Besides, these wicked men, in their wicked cursing of their neighbour, &c., do even curse God himself in his handiwork (James 3:9). Man is God's image, and to curse wickedly the image of God is to curse God himself. Therefore as when men wickedly swear, they rend, and tear God's name, and make him, as much as in them lies, the avoucher and approver of all their wickedness; so he that curseth and condemneth in this sort his neighbour, or that wisheth him evil, curseth, condemneth, and wisheth evil to the image of God, and, consequently judgeth and condemneth God himself. Suppose that a man should say with his mouth, I wish that the king's picture was burned; would not this man's so saying render him as an enemy to the person of the king? Even so it is with them that, by cursing, wish evil to their neighbour, or to themselves, they contemn the image, even the image of God himself.

ATTEN. But do you think that the men that do thus, do think that they do so vilely, so abominably?

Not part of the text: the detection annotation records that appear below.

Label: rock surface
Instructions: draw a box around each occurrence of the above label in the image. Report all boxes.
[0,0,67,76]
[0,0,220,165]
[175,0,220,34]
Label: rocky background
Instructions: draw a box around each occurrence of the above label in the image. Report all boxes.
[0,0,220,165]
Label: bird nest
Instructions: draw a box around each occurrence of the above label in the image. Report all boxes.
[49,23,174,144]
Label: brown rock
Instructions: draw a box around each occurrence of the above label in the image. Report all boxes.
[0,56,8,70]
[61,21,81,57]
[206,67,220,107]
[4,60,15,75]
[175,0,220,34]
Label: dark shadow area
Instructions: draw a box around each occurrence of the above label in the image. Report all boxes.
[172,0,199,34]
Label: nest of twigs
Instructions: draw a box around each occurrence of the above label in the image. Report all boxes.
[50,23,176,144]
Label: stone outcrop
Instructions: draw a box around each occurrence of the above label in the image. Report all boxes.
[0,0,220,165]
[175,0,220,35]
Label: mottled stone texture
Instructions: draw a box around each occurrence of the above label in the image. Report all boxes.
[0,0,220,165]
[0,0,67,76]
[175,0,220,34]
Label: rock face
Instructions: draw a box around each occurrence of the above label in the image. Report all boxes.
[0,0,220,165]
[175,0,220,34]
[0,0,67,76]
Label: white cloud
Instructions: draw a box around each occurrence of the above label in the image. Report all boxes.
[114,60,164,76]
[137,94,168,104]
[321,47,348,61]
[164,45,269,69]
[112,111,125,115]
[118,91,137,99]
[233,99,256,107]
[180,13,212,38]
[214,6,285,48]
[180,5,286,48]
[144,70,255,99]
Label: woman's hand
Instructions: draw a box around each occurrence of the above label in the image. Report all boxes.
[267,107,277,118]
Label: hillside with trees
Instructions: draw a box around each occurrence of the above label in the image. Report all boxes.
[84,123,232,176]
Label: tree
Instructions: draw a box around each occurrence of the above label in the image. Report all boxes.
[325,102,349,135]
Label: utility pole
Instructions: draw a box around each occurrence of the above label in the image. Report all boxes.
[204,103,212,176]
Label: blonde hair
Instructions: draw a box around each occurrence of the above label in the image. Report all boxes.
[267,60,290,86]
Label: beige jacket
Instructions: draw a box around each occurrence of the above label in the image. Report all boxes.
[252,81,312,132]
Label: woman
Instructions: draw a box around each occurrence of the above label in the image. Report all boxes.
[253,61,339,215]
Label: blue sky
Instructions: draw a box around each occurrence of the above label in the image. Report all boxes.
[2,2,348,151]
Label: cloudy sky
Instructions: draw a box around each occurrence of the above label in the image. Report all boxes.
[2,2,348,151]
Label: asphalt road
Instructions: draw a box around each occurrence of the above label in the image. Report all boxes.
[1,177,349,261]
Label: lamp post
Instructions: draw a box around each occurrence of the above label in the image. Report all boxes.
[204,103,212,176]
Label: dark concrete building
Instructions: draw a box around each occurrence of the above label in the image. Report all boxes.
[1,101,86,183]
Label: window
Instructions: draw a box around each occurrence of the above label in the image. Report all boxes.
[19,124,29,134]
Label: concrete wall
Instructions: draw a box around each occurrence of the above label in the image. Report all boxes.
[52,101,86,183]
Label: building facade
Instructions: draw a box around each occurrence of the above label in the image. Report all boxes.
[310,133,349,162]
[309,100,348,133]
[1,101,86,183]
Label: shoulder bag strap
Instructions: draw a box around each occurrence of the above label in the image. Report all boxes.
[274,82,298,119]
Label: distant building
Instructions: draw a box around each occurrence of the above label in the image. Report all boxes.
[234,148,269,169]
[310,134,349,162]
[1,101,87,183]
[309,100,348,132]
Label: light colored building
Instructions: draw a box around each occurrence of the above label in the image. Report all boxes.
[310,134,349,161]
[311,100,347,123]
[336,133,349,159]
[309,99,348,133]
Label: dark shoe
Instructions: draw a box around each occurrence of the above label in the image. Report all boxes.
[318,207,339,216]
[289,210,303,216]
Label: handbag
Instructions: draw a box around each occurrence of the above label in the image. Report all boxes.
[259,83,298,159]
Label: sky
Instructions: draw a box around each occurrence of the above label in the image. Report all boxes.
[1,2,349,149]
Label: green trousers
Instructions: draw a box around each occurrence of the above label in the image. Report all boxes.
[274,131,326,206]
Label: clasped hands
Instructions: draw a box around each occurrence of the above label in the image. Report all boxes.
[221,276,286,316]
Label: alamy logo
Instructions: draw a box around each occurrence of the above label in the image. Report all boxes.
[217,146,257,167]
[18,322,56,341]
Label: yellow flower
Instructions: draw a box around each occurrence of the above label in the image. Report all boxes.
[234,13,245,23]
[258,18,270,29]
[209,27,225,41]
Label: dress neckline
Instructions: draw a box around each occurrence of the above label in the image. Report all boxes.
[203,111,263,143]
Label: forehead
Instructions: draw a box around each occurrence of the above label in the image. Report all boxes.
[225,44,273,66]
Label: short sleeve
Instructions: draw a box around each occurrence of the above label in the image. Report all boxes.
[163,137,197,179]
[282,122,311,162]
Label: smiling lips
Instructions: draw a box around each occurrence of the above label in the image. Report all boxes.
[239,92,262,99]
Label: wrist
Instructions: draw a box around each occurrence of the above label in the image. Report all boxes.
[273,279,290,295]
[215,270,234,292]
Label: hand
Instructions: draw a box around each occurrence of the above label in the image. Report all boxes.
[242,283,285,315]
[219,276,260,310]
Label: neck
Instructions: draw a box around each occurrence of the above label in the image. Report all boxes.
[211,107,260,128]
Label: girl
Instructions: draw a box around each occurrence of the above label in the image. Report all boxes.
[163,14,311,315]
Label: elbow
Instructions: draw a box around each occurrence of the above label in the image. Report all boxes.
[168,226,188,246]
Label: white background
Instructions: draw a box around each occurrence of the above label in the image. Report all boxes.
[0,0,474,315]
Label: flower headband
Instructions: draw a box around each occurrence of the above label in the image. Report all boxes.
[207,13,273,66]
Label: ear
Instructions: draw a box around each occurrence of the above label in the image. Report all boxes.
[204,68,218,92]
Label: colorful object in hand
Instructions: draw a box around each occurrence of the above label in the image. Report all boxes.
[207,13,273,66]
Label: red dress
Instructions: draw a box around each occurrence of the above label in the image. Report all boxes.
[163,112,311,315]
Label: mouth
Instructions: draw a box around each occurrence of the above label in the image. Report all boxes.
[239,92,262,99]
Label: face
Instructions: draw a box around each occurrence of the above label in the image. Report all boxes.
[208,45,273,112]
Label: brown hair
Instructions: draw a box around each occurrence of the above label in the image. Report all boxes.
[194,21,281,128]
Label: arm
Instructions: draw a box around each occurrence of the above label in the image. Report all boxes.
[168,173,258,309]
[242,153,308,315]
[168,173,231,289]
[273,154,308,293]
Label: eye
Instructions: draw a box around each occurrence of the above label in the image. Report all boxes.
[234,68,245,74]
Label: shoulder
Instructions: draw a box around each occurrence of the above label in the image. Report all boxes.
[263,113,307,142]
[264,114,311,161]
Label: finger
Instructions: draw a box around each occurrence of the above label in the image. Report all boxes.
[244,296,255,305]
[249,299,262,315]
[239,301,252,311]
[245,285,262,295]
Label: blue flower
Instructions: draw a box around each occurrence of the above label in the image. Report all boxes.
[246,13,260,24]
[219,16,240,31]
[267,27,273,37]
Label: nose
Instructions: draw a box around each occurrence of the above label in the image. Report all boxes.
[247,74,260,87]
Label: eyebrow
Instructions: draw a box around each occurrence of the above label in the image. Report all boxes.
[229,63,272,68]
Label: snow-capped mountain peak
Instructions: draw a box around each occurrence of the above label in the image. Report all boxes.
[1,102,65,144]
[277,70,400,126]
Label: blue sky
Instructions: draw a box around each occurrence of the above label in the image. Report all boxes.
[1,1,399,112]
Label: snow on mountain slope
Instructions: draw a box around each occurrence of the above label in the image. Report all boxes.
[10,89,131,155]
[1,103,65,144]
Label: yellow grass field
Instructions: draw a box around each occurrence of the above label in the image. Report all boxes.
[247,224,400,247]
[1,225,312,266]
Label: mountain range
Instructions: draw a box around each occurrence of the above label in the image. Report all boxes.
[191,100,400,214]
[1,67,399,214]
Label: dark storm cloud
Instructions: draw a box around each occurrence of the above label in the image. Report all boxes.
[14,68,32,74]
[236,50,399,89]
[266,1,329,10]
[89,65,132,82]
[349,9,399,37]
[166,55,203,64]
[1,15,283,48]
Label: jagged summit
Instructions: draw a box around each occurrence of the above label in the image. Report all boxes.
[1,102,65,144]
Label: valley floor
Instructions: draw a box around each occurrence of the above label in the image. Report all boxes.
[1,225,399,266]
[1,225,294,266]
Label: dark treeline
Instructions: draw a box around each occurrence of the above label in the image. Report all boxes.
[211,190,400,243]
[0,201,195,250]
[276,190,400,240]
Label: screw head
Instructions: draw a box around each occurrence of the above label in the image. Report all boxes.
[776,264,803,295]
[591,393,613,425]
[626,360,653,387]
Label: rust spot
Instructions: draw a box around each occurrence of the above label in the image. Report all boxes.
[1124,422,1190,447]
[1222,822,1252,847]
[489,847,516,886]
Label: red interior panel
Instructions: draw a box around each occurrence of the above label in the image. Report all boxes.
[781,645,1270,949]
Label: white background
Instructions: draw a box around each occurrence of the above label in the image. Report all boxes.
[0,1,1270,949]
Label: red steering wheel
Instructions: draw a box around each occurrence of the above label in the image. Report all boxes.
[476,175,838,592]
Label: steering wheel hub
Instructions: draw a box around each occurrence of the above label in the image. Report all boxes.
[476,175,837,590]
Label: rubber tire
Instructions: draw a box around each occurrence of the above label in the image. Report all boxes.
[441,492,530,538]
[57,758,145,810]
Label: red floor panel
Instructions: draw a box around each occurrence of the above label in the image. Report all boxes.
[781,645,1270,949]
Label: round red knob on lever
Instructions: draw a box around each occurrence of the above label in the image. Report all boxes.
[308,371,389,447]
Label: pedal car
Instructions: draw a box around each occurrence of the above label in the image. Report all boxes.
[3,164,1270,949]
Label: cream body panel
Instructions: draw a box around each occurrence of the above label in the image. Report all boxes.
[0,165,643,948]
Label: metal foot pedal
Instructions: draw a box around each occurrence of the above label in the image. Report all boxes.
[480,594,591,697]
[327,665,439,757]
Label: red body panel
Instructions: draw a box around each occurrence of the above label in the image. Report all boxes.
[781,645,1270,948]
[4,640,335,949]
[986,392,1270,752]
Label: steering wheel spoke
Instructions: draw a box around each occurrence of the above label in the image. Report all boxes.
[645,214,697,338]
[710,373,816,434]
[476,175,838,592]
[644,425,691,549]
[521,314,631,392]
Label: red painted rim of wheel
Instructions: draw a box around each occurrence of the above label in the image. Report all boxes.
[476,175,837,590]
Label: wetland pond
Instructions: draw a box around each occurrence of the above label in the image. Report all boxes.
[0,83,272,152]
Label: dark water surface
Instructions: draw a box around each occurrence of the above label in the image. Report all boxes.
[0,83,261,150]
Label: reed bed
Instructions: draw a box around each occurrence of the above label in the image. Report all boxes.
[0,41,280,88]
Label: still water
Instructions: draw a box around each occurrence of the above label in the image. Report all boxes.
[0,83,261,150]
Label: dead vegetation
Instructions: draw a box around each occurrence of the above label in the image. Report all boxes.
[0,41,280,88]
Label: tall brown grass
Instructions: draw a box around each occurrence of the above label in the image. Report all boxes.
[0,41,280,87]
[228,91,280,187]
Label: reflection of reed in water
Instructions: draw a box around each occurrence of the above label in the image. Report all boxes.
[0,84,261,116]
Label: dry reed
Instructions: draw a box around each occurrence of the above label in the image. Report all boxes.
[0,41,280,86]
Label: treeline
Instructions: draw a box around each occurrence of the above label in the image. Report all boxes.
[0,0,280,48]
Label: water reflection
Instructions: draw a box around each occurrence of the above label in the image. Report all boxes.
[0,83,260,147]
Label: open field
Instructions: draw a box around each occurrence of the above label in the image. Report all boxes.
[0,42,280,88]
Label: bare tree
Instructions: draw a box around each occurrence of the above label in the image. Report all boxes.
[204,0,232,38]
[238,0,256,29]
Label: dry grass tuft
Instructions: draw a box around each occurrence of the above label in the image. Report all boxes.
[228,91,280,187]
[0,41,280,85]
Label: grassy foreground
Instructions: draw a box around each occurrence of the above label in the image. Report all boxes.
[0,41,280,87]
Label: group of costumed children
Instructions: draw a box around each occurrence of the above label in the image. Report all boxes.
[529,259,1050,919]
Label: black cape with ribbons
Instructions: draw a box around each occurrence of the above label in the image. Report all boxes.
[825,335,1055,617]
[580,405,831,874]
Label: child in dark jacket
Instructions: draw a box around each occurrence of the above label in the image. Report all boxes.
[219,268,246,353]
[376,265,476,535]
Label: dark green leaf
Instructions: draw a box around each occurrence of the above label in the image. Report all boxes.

WISE. The question is not what men do believe concerning their sin, but what God's Word says of it. If God's Word says that swearing and cursing are sins, though men should count them for virtues, their reward will be a reward for sin, to wit, the damnation of the soul. To curse another, and to swear vainly and falsely, are sins against the light of nature. 1. To curse is so, because whoso curseth another, knows that at the same time he would not be so served himself. 2. To swear also is a sin against he same law; for nature will tell me that I should not lie, and therefore much less swear to confirm it. Yea, the heathens have looked upon swearing to be a solemn ordinance of God, and therefore not to be lightly or vainly used by men, though to confirm a matter of truth (Gen 31:43-55).

ATTEN. But I wonder, since cursing and swearing are such evils in the eyes of God, that he doth not make some examples to others, for their committing such wickedness.

WISE. Alas! so he has, a thousand times twice told, as may be easily gathered by any observing people in every age and country. I could present you with several myself; but waving the abundance that might be mentioned, I will here present you with two. One was that dreadful judgment of God upon one N. P. at Wimbleton in Surrey; who, after a horrible fit of swearing at and cursing of some persons that did not please him, suddenly fell sick, and in little time died raving, cursing, and swearing.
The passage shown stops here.